The Constitution, whether written or unwritten is recognized as the supreme law of

the land as it serves as the basis for the legitimacy of any governmental acts necessary
for its existence. It is a codified law that determines the powers and duties of a
government and it embodies certain rights of the people.

Right after the signing of the Treaty of Paris in Washington D.C in 1898 that ceded
the Philippines to the US paying the amount of $20, 000, 000 to Spain in the process,
and the eruption of Filipino-American War in 1899, our country was placed under a
military government until 1901 with the passing of the Spooner Amendment, putting an
end to the military rule in the Philippines and replacing it with a civil government with
William H. Taft as the first civil governor. The ratification of the Philippine Bill of 1902,
which called for the creation of a lower legislative branch composed of elected Filipino
legislators, and the Jones Law in August 1916 gave the Filipinos the opportunity to
govern themselves better. The First Philippine Assembly, which convened on October
16, 1907, was composed of educated Filipinos from illustrious clans such as Sergio
Osmeña and Manuel L. Quezon, who revived the issue of immediate independence for
the Filipinos and this was expressed by sending political missions to the US Congress.

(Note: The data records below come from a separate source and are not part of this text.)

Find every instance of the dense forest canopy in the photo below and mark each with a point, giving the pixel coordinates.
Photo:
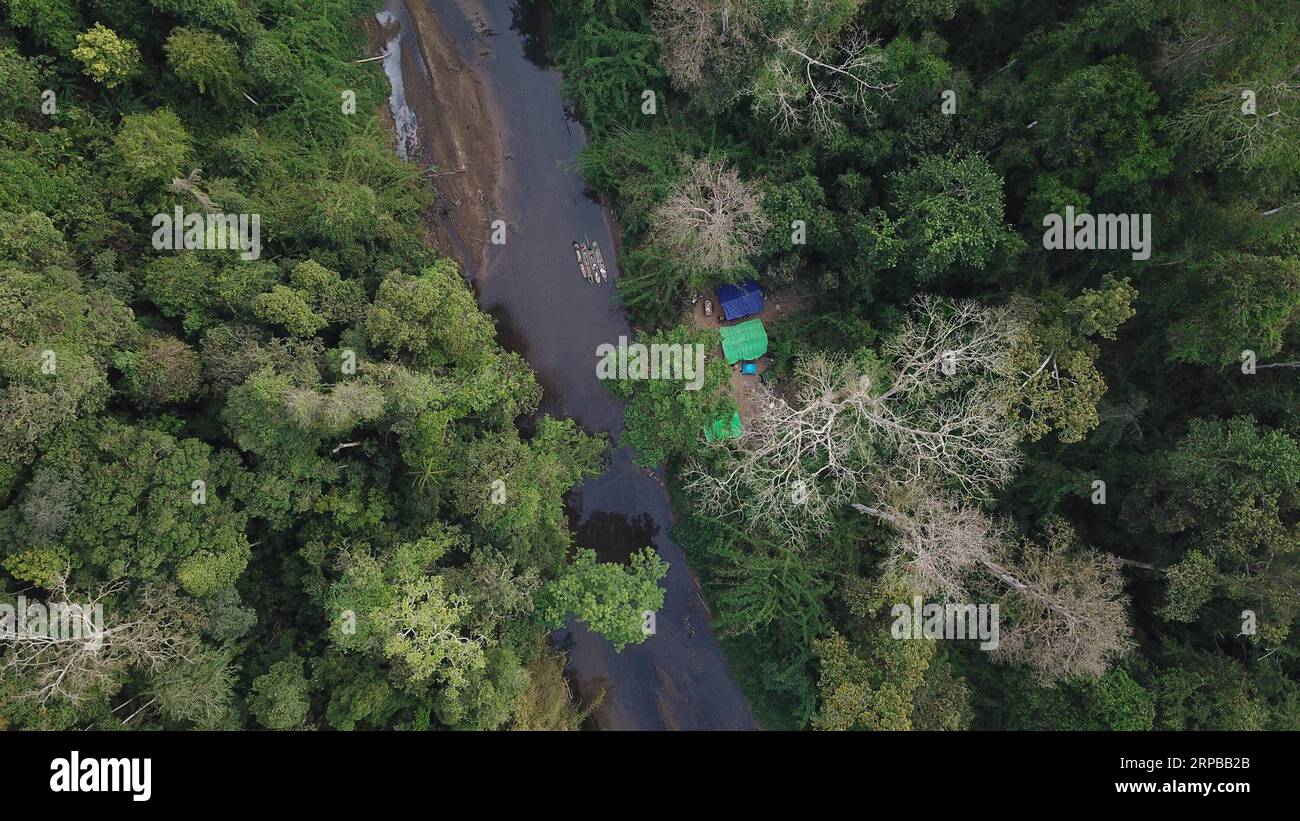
(1099, 433)
(1047, 264)
(287, 474)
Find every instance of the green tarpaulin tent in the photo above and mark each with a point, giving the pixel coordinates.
(724, 429)
(744, 341)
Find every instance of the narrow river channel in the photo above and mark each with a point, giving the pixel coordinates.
(546, 312)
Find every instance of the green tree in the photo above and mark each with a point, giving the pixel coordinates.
(609, 596)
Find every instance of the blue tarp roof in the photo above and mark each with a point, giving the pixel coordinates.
(740, 300)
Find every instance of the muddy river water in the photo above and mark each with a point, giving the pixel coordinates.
(546, 312)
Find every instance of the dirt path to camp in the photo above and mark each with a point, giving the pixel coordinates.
(775, 305)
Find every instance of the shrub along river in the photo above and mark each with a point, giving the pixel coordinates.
(553, 317)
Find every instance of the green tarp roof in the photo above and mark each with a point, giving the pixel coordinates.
(744, 341)
(724, 429)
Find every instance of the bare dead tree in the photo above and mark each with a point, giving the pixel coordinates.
(86, 654)
(1067, 603)
(937, 541)
(809, 83)
(702, 38)
(937, 415)
(1069, 608)
(711, 220)
(1216, 121)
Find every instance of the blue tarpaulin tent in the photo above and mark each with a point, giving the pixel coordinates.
(740, 300)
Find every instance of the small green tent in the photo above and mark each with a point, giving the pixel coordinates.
(724, 429)
(744, 341)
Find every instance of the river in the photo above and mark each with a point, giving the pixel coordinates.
(545, 311)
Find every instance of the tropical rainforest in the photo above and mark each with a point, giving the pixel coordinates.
(1097, 437)
(307, 489)
(298, 486)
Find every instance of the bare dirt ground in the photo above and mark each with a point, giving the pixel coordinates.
(775, 305)
(458, 142)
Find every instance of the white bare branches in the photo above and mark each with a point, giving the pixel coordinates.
(810, 83)
(701, 37)
(711, 220)
(89, 651)
(1067, 603)
(1070, 611)
(939, 541)
(941, 413)
(1216, 121)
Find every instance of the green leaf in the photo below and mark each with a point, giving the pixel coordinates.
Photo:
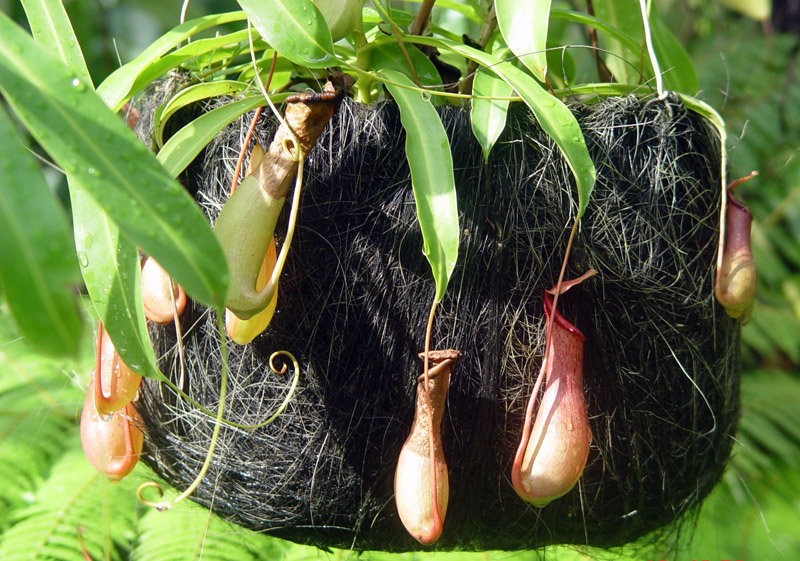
(553, 116)
(294, 28)
(676, 67)
(128, 79)
(187, 143)
(389, 56)
(471, 9)
(73, 495)
(596, 23)
(51, 28)
(37, 265)
(488, 116)
(626, 17)
(431, 165)
(523, 24)
(117, 296)
(101, 155)
(188, 96)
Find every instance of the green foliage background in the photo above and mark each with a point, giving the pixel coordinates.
(50, 496)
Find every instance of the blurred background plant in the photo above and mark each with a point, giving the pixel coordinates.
(745, 55)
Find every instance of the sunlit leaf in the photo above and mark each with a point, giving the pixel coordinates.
(431, 165)
(186, 144)
(523, 24)
(128, 79)
(389, 56)
(51, 27)
(553, 116)
(118, 301)
(188, 96)
(38, 271)
(101, 155)
(625, 16)
(294, 28)
(677, 68)
(488, 116)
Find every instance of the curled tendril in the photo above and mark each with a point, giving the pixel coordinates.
(158, 505)
(166, 505)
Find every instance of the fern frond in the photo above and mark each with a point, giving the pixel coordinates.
(73, 498)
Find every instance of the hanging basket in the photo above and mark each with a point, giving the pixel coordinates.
(661, 356)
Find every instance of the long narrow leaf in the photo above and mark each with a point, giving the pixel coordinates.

Controversy divided the Philippine legislature with the debate on the acceptance or
rejection of the Hare-Hawes-Cutting Bill brought home by Osmeña-Roxas mission from
the US Congress in 1931, which provided for a 10-year transition period before the
granting of Philippine independence. The passage of the independence bill resulted in
the splitting of the Democrata Party and Nacionalista Party into two factions; the Pros
and Antis. Majority in the legislature led by Quezon and Recto rejected the said bill,
thereby composing the Antis, while the Pros became the Minority under Osmena,
Roxas and others.

On October 17, 1933, Quezon and others triumphed in this battle as the Philippine
legislature rejected the bill. Quezon eventually brought in from the United States the
Tydings-McDuffie Act (Public Law 73-127) authored by Sen. Millard Tydings and Rep.
John McDuffie, a slightly amended version of the Hare-Hawes-Cutting bill signed by
President Franklin Roosevelt on March 24, 1934. The bill set July 4 after the tenth year
of the commonwealth as date of Philippine independence. This was accepted by the
Philippine Legislature on May 1, 1934.
The organization of constitutional Convention that would draw up the fundamental
law of the land based on the American model was one of the salient provisions of the
Tydings-McDuffie Act. Delegates to the convention were subsequently elected in 1934.
In the first meeting held on July 30 at the session of the House of Representatives,
Claro M. Recto was unanimously elected as its President.

Salient features of the 1935 Constitution include the following: a bicameral

legislature composed of a senate and House of Representatives. The President is to be
elected to a four-year term together with the Vice-President without re-election; rights of
suffrage by male citizens of the Philippines who are twenty-one years of age or over
and are able to read and write; extension of the right of suffrage to women within two
years after the adoption of the constitution.

The draft of the constitution was approved by the convention on February 8, 1935
and ratified by Pres. Roosevelt in Washington D.C on March 25, 1935. Elections were
held in September 1935, Manuel L. Quezon was elected as the president of the
Commonwealth. The 1935 Constitution provided the legal basis of the Commonwealth
Government which was considered a transition government before the granting of the
Philippine independence with American-inspired constitution; the Philippine government
would eventually pattern its government system after American government. It has been
said that the 1935 Constitution was the best-written Philippine charter ever.